Bateu o punho no volante com força, tentando conter o nó que subia pela garganta. As lágrimas continuavam sem que pudesse controlar.

— E se eu tivesse procurado por ela uma noite antes? — sussurrou. — Se eu tivesse dito o que senti de verdade, teria sido diferente?

Por um instante, o arrependimento o atravessou como uma faca afiada. Tudo o que ele desejava agora era voltar no tempo e impedir que aquele dia tivesse existido. Mas o tempo, cruel como sempre, apenas o deixava diante do resultado de suas escolhas.

Com a respiração pesada, ele abriu a porta e entrou. A casa estava silenciosa, limpa, e na cozinha ainda havia um pedaço do bolo, vestígios do último toque de Catarina antes da tragédia.

Ele se sentou no sofá e levou as mãos ao rosto.

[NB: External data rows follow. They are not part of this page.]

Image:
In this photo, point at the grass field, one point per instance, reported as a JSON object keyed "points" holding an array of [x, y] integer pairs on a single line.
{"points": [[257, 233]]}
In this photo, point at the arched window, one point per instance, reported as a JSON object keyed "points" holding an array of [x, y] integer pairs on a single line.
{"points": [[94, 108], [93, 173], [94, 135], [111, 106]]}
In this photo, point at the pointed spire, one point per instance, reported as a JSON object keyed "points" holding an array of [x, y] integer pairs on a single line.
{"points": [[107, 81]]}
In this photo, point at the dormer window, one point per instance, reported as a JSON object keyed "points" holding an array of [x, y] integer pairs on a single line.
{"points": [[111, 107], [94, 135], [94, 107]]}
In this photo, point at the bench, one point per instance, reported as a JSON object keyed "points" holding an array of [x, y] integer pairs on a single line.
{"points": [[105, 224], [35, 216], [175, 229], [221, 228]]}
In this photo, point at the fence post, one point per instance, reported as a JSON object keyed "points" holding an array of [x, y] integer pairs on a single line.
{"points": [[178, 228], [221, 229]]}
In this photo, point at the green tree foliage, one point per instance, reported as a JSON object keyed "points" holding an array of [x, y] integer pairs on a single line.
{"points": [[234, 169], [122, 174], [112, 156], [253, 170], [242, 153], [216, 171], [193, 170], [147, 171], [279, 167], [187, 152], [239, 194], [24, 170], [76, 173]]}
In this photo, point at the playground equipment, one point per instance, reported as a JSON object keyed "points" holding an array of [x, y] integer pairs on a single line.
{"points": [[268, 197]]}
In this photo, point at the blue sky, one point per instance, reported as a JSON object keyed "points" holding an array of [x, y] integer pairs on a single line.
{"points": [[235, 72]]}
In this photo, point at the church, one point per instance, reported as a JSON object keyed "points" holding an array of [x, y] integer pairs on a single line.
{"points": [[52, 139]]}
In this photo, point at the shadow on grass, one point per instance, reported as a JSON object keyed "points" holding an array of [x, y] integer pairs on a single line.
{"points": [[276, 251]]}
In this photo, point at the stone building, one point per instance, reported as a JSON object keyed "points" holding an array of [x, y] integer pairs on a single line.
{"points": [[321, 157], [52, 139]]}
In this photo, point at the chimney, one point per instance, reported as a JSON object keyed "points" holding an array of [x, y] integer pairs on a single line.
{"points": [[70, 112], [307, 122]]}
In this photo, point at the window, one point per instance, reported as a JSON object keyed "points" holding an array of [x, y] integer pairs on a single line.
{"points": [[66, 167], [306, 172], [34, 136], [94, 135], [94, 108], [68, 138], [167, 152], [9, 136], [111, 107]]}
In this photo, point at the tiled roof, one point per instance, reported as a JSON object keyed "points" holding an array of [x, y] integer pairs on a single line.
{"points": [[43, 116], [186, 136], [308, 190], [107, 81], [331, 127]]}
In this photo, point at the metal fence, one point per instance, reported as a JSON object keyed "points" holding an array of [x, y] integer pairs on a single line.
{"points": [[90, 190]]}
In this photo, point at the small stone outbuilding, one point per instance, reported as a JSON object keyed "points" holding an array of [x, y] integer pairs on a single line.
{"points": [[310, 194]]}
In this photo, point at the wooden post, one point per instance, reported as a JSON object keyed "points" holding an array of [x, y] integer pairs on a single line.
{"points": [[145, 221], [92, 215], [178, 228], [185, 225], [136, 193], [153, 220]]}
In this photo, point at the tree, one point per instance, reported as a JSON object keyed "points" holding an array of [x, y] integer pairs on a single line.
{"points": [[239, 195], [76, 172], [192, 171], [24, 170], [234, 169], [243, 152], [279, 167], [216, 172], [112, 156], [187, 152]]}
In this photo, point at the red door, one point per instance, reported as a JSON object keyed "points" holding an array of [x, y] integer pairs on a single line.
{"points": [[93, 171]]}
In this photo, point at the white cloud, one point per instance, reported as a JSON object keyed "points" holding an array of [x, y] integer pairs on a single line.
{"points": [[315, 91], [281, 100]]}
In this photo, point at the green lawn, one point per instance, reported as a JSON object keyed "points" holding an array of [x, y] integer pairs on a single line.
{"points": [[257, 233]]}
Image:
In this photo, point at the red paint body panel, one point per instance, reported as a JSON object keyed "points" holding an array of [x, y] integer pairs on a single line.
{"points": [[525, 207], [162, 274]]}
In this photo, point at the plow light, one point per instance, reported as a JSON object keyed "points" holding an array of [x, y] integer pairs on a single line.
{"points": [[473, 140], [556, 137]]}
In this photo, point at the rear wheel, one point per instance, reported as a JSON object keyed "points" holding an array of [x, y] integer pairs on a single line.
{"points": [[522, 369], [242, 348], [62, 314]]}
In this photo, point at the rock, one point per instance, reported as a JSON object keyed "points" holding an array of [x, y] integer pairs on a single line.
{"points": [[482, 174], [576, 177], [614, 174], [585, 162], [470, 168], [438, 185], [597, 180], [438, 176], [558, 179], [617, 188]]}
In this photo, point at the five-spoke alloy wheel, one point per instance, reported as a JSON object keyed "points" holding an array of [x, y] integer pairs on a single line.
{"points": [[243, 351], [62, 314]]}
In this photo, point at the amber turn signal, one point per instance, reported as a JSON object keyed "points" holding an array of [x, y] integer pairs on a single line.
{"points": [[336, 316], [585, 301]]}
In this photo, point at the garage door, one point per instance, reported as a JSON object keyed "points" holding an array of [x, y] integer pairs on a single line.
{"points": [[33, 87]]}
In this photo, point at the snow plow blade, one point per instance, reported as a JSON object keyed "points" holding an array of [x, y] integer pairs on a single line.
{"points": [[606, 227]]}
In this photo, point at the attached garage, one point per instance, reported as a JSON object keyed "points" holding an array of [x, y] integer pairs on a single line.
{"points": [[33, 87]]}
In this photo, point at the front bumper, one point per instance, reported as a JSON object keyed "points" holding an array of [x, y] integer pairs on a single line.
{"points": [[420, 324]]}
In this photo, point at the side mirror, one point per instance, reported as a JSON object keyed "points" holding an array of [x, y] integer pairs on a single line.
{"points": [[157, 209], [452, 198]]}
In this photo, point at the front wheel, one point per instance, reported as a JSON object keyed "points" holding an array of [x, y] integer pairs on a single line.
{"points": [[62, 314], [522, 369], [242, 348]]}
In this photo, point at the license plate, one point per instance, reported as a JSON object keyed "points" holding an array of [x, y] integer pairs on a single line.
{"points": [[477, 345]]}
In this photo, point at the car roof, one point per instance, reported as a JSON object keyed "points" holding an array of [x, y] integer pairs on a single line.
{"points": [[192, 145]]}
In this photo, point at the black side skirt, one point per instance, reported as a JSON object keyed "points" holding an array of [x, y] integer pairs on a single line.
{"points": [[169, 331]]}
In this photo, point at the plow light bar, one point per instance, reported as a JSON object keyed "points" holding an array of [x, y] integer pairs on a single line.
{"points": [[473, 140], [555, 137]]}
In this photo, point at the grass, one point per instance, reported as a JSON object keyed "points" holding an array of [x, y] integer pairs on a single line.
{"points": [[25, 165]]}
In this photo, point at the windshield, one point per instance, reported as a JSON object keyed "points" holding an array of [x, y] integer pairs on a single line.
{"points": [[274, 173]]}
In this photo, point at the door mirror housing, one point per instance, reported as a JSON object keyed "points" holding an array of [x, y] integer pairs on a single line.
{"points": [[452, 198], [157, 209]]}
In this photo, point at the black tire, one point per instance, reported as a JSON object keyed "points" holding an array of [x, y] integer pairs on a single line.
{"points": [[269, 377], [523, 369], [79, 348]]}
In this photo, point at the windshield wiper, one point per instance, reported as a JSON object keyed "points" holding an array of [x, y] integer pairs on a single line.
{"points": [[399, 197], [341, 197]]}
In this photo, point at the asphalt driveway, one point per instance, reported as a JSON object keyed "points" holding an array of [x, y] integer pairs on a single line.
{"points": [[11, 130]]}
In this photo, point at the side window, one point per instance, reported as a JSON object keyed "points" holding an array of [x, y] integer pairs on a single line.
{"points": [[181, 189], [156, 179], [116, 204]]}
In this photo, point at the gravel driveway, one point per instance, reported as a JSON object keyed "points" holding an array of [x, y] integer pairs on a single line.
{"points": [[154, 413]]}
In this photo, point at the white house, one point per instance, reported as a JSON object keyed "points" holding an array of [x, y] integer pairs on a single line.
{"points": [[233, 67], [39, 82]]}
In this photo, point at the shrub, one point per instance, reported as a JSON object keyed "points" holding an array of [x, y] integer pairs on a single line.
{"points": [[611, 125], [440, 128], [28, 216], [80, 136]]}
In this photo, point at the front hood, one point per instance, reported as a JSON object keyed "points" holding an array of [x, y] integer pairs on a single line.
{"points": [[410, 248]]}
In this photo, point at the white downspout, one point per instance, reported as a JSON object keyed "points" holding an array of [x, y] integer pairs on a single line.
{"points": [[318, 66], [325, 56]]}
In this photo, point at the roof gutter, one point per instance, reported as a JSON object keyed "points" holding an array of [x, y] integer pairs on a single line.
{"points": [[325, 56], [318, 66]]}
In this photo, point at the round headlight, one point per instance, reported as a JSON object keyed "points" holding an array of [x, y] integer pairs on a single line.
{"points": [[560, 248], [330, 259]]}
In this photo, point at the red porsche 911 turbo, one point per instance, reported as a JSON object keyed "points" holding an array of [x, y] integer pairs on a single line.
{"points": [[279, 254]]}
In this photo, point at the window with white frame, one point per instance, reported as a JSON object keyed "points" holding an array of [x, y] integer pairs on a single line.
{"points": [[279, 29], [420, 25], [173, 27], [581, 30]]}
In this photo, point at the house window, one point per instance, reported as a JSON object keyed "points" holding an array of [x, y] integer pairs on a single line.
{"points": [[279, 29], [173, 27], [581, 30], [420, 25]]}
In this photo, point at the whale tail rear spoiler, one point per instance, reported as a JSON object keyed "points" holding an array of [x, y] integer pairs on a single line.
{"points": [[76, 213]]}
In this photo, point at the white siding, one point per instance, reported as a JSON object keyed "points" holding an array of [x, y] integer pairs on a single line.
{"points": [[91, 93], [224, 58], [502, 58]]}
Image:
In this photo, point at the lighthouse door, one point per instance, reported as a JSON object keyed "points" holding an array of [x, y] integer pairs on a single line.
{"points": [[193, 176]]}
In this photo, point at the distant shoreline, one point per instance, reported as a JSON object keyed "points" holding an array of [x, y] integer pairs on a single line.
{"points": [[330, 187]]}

Era ali, naquela casa que ele próprio havia desprezado, que agora desejava vê-la, sentada no sofá, sorrindo, viva. A dor o atravessava com força, queimando por dentro.

— Como pude ser tão idiota? — murmurou, com a voz trêmula, enquanto o peito subia e descia num ritmo descompassado.

Levou as mãos ao rosto, sentindo o sal das lágrimas escorrer até os lábios.

— Eu me odeio… me odeio tanto — repetia, a cada palavra mais sufocado, sem saber se implorava perdão para ela, para Deus ou para si mesmo.